There has been some off-site progress too.  It remains unpainted and unweathered and yet to sink into the Talbragar River, but my rendition/interpretation of the infamous Talbragar Bridge is ready for all of these things, plus rails. Next time it is photographed hopefully it will look a bit more like its inspiration.


 And finally, I bit the bullet on Dubbo's coal tower.  I have bought and built the kit version (of Orange - don't look too close). Dubbo's version was a bit taller, with a timber collar around the top of the bin.  I have also cheated with the stairs. They are ring-in plastic stairs which probably don't look as authentic as the stairs in the kit, but I don't have the skill, time or patience to construct according to the maker's instructions.  It too still requires a final coat of paint, dull-coating, some lights and a few other things, but I am happy with the result. So happy, this afternoon I evicted the little spiders who had taken up residence in the tower between coats of paint.


So that is about where things stand.  Now the mornings aren't averaging minus four and the torrents have subsided, I might even get out the shed!

Cheers,

Don






  

03 August 2020

Demise of Eumungerie's station part 27...

Been doing a little bit of sleuthing, and of course the answer was under my nose all the time... well, in the attic anyway.

I think I have already mentioned on this blog that the whole world got a bit sadder on Monday, 22 September 1975, when passenger rail services were withdrawn from the Coonamble line.


Following that old saying, the trial separation worked and ended up in a divorce case, nine months after the cessation of rail services occurred the station at Eumungerie was formally closed. Along with 23 other similar stations across the state, the doors were closed on Monday, 24 June 1976.

What I was really after in my hunt was the disappearance of the main station building.  I had a clue, as the NSW Railway Digest recorded that on 24 May 1978 tenders closed for the purchase, demolition and removal of the station building (excluding the station manager's office, staff hut and lamp room) and the shortening of the platform to 16 metres at Eumungerie.

I will stop the story right here to explain that the 'station manager's office, staff hut and lamp room' was not some three-roomed, grand edifice. It was the 18 x 12 southern platform building, described in various publications since as a small windowless room.  This is incorrect too - there were two windows in the rear of the building where the station manager, staff polisher and lamp cleaner all took in the morning sun.  Actually, that is all made up, except for the window bit.  Here is a photo from 1980. Mighty fine windows.


Anyway, I knew the tender date but not the actual demolition date.  Then I rediscovered a pile of papers I had purchased from the ARHS Bookshop some time ago.  In it was an annotated diagram of the standard post-1926 Eumungerie layout.

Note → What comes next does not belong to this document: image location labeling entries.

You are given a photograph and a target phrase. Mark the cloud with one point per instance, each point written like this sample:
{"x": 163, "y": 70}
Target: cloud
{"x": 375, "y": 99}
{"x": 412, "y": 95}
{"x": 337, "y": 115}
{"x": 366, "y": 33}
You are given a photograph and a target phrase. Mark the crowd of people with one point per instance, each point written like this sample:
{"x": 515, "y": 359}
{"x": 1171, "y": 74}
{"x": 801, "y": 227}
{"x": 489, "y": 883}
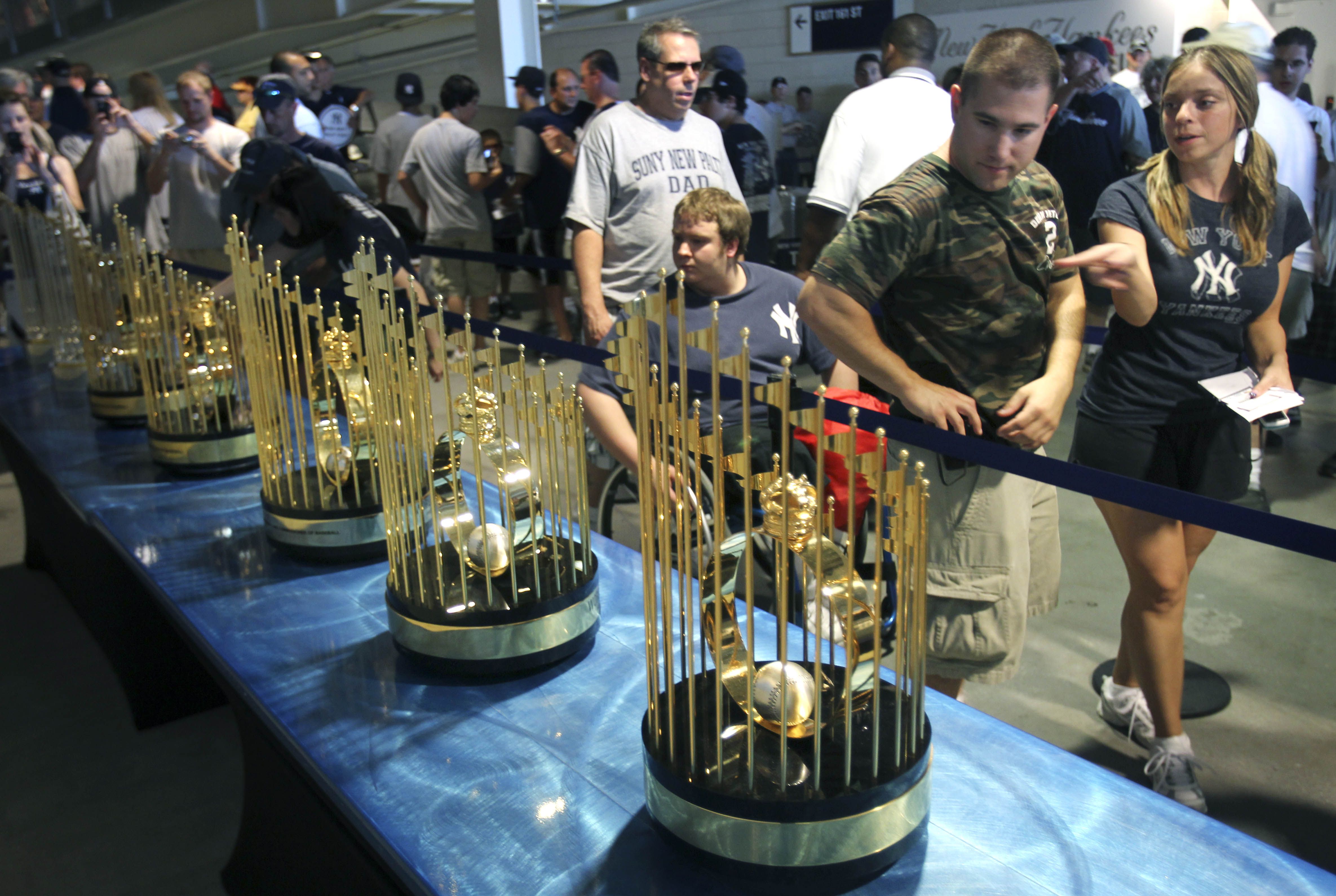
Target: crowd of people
{"x": 952, "y": 268}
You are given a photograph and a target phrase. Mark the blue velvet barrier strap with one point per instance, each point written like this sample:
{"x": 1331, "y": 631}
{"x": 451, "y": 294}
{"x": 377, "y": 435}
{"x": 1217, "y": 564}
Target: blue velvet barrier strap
{"x": 508, "y": 260}
{"x": 1255, "y": 525}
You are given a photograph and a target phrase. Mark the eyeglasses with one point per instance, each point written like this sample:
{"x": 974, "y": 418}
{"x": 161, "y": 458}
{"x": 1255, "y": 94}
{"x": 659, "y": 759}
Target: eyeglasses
{"x": 678, "y": 69}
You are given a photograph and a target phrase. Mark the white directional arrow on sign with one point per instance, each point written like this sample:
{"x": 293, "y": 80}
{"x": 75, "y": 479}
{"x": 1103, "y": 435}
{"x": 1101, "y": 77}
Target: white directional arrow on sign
{"x": 799, "y": 33}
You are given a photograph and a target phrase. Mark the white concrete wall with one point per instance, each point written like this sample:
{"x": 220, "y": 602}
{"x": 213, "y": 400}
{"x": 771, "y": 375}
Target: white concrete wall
{"x": 1319, "y": 17}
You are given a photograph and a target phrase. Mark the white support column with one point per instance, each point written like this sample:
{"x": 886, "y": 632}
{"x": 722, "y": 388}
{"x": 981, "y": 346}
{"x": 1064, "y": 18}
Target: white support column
{"x": 508, "y": 38}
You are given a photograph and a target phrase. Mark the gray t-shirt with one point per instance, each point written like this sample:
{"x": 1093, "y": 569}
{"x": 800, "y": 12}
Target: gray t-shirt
{"x": 440, "y": 159}
{"x": 122, "y": 163}
{"x": 631, "y": 173}
{"x": 197, "y": 183}
{"x": 160, "y": 206}
{"x": 388, "y": 147}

Well dang me! Mr Observant had failed to read the scribble, which is blown up in the next photo.


Yep, it says 'Building demolished, Length platform reduced 12-7-78...'.  I have my answer. I can also now pin a trip I did to Eumungerie to a couple of days after 12 July 1978, as I picked through the still warm ashes and rubble of the building.  Missed it by that much!

Not sure what I would have done if I had been there on the day that the building was pushed over and torched.  As a hot headed 15 year old I would like to think I would have thrown myself in front of the dozer, but I doubt it.  Dozers are big.

It does clear up one thing though.  I had been troubled by a (false) memory that wheat trains were operating through Eumungerie without guards vans prior to the demolition of the station.  Don't know how I came up with it. Guards vans got the ' demolition and removal' order about seven years later. Sleuthing over and mystery resolved, file 154123 says so.